"O meu caso não se compara com os dramas vividos por mulheres que são agredidas fisicamente, mas é um caso de relacionamento abusivo com todas as características de agressão psicológica. Resolvi escrever aqui como um desabafo e principalmente como um alerta e reconhecimento, é difícil as pessoas perceberem comportamentos abusivos como agressão e reconhecer seus males, no entanto é muito mais comum nas relações íntimas do que se imagina e tem graves consequências, tais como o suicídio.
Fiz questão de descrever vários fatos, todos abusivos e muito comuns no dia-a-dia de nós, mulheres, e não encarados como violência, mas reconheçam!
Foi um relacionamento curto de 8 meses, mas o suficiente pra escrever uma história triste. Eu o conheci num momento frágil, onde eu estava buscando me encontrar. Nunca tive relacionamentos heterossexuais afetivos com sucesso, e antes dele tinha resolvido experimentar um homossexual pra tentar a sorte e não tive. Quando o conheci estava revoltada, dando pra todo mundo. O conheci na casa de uma amiga, onde ele estava dividindo apartamento. No começo neguei as investidas dele, mas, como uma mulher carente e devido às insistências, resolvi nos dar uma chance. Transamos de primeira, afinal o que eu queria era transpor as minhas regras, os meus padrões. Dormi na casa dele por muitos dias, e isso pra ele configurou um relacionamento sério, eu não queria isso pra mim, não queria me limitar, o objetivo era experimentar, me conhecer, mas a ‘força de vontade’ dele era tanta que ele conseguiu.
Num determinado momento do meu relacionamento essa transa de primeira virou motivo pra ele me chamar de puta, de ele dizer pra mim que eu não era digna de respeito, que ele quis assumir a relação comigo somente porque já estava apaixonado, mas que, se fosse outro homem, já teria me descartado. Ele me ofendia desse jeito, não respeitava as minhas decisões, não sabia lidar com as diferenças – ele enxerga a buceta como algo "sagrado" – eu não.
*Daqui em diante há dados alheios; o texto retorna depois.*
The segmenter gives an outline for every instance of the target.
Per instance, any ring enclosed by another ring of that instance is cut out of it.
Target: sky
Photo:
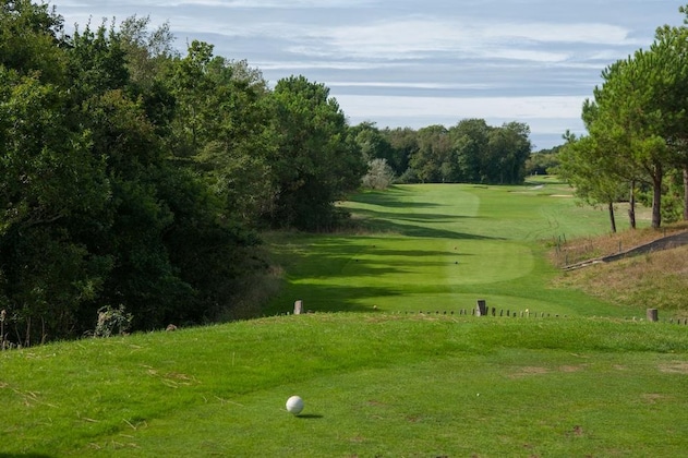
[[[688,0],[56,0],[65,26],[148,16],[185,53],[194,39],[246,60],[270,85],[303,75],[349,123],[447,128],[469,118],[527,123],[534,150],[584,133],[601,73]]]

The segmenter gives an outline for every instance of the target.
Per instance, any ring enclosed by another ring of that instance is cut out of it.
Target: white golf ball
[[[299,396],[292,396],[287,399],[287,411],[298,415],[303,410],[303,399]]]

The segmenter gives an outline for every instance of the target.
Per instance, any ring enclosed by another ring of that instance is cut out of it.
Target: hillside
[[[552,240],[606,228],[566,191],[361,194],[267,234],[281,316],[0,351],[0,457],[680,456],[686,327],[556,284]]]

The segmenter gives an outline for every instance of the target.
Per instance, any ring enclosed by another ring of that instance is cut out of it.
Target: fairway
[[[2,351],[0,457],[681,456],[686,326],[551,286],[546,242],[605,231],[566,192],[360,194],[355,231],[268,234],[280,316]]]
[[[312,311],[459,311],[478,299],[510,311],[625,316],[574,291],[557,291],[547,245],[607,230],[606,213],[581,207],[554,180],[522,186],[397,185],[342,207],[361,233],[268,237],[285,288],[268,308]]]

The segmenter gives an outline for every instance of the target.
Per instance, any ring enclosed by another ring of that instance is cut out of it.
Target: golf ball
[[[303,399],[299,396],[292,396],[287,399],[287,411],[298,415],[303,410]]]

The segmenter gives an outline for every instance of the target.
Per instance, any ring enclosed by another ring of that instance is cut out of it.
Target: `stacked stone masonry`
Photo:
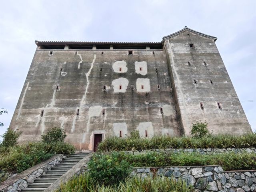
[[[28,174],[23,178],[12,183],[12,184],[0,190],[0,192],[18,192],[20,191],[21,189],[27,188],[28,183],[33,183],[35,179],[40,177],[42,175],[45,174],[46,172],[50,170],[52,167],[54,167],[56,164],[58,164],[62,159],[66,158],[64,155],[61,155],[56,159],[50,161],[46,164],[44,165],[38,169],[34,170],[33,172]],[[19,174],[21,174],[22,172]],[[18,176],[19,174],[16,174],[13,176]],[[6,181],[8,181],[8,180]],[[1,183],[1,185],[3,183]],[[0,185],[0,187],[1,187]]]
[[[10,127],[21,143],[60,127],[90,150],[95,134],[189,135],[197,120],[214,134],[251,132],[216,39],[185,27],[156,43],[36,41]]]
[[[134,168],[130,176],[181,179],[196,192],[256,191],[256,170],[224,172],[219,166]]]

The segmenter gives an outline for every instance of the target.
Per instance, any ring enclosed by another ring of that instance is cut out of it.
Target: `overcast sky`
[[[11,0],[0,8],[0,116],[10,124],[35,40],[160,42],[187,26],[216,36],[240,101],[256,100],[256,1]],[[256,102],[242,102],[256,131]]]

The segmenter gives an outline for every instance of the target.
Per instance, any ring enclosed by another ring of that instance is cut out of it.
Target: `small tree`
[[[67,135],[60,128],[50,128],[45,134],[41,136],[43,142],[50,143],[56,141],[64,141]]]
[[[198,137],[208,135],[210,134],[210,132],[207,128],[208,126],[208,123],[206,121],[204,122],[196,121],[190,126],[191,134],[193,136]]]
[[[21,131],[12,130],[10,128],[7,129],[6,132],[1,137],[3,138],[3,141],[1,145],[3,147],[12,147],[18,144],[18,139],[21,134]]]
[[[2,115],[3,113],[8,113],[8,112],[6,110],[4,109],[4,108],[2,108],[0,109],[0,115]],[[3,126],[4,126],[4,124],[2,122],[0,122],[0,127],[2,127]]]

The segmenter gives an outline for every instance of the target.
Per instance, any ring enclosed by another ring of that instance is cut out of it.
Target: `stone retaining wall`
[[[256,191],[256,170],[224,172],[218,166],[134,168],[131,176],[184,180],[196,192]]]
[[[45,174],[52,167],[58,164],[66,156],[56,155],[49,159],[32,167],[0,184],[0,192],[15,192],[27,188],[28,183],[34,183],[35,179],[42,174]]]
[[[150,152],[196,152],[200,153],[202,154],[214,154],[214,153],[225,153],[230,152],[234,152],[235,153],[247,152],[247,153],[256,153],[256,148],[197,148],[197,149],[173,149],[168,148],[166,149],[150,149],[146,150],[142,150],[141,151],[125,151],[127,153],[132,153],[133,154],[139,154],[146,153]]]

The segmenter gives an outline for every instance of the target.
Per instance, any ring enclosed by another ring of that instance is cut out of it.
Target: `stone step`
[[[46,175],[52,175],[52,174],[64,174],[68,170],[67,169],[64,169],[62,170],[51,170],[48,171],[46,172]]]
[[[67,157],[62,160],[62,161],[65,161],[66,160],[81,160],[84,158],[83,157]]]
[[[49,174],[47,175],[42,175],[41,178],[60,178],[63,174]]]
[[[62,167],[63,166],[74,166],[76,163],[63,163],[61,164],[57,164],[56,167]]]
[[[40,192],[44,191],[47,188],[26,188],[21,190],[22,192]]]
[[[28,188],[47,188],[52,184],[52,183],[29,183],[28,186]]]
[[[87,155],[88,155],[88,154],[76,154],[76,155],[74,155],[74,154],[71,154],[70,155],[68,155],[68,156],[67,156],[67,157],[86,157]]]
[[[40,178],[35,179],[34,183],[53,183],[58,178]]]
[[[73,166],[58,166],[58,167],[52,167],[51,170],[69,170]]]
[[[76,164],[80,160],[64,160],[60,162],[60,164],[62,164],[65,163],[73,163]]]
[[[91,153],[91,152],[76,152],[75,153],[72,153],[72,154],[70,154],[70,155],[76,155],[78,154],[90,154],[90,153]]]

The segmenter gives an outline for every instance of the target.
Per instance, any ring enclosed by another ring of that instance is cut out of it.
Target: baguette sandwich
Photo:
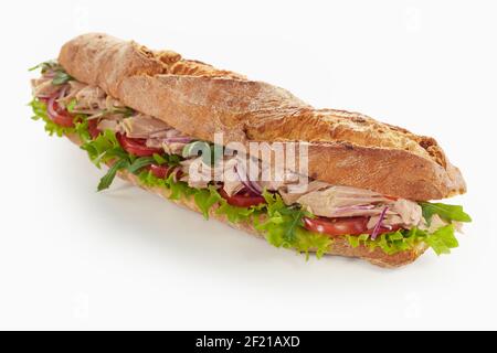
[[[383,267],[448,254],[470,222],[430,202],[466,192],[433,138],[101,33],[34,68],[34,119],[108,168],[98,191],[117,175],[276,247]]]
De outra vez ele descobriu invadindo meu facebook que eu tinha transado com outro rapaz na mesma época em que eu ficava com ele, numa viagem que fiz. Tirou tudo o que era meu do quarto dele e me mandou embora pra minha casa. Acusou-me mais uma vez de inúmeras coisas, como traição, desrespeito com ele e comigo mesma, inclusive – porque fazendo isso eu me tornaria uma desclassificada, desprezada pela sociedade –, acusou-me de burra porque eu tinha um homem diferenciado e não sabia reconhecer isso.
Eu não devia explicação nenhuma a ele, o corpo é meu e eu faço dele o que quiser, mesmo se isso fosse considerado uma traição eu não merecia ser tratada como uma "coisa", erro maior ele cometeu invadindo a minha privacidade.
Eu voltei pra casa dele depois, e ainda o pedi em namoro – ele me convenceu de que era diferenciado quando jogou na minha cara tudo o que tinha feito por mim – tinha me dado proteção, de maneira útopica, é claro, ele me protegia do mundo que não me tinha como "alvo", mas ele me fazia alvo do egoísmo e do machismo dele; do carinho que ele tinha comigo que chegava a ser sufocante; da indulgência comigo – porque nenhum homem trataria uma ‘puta’ com tanto afeto.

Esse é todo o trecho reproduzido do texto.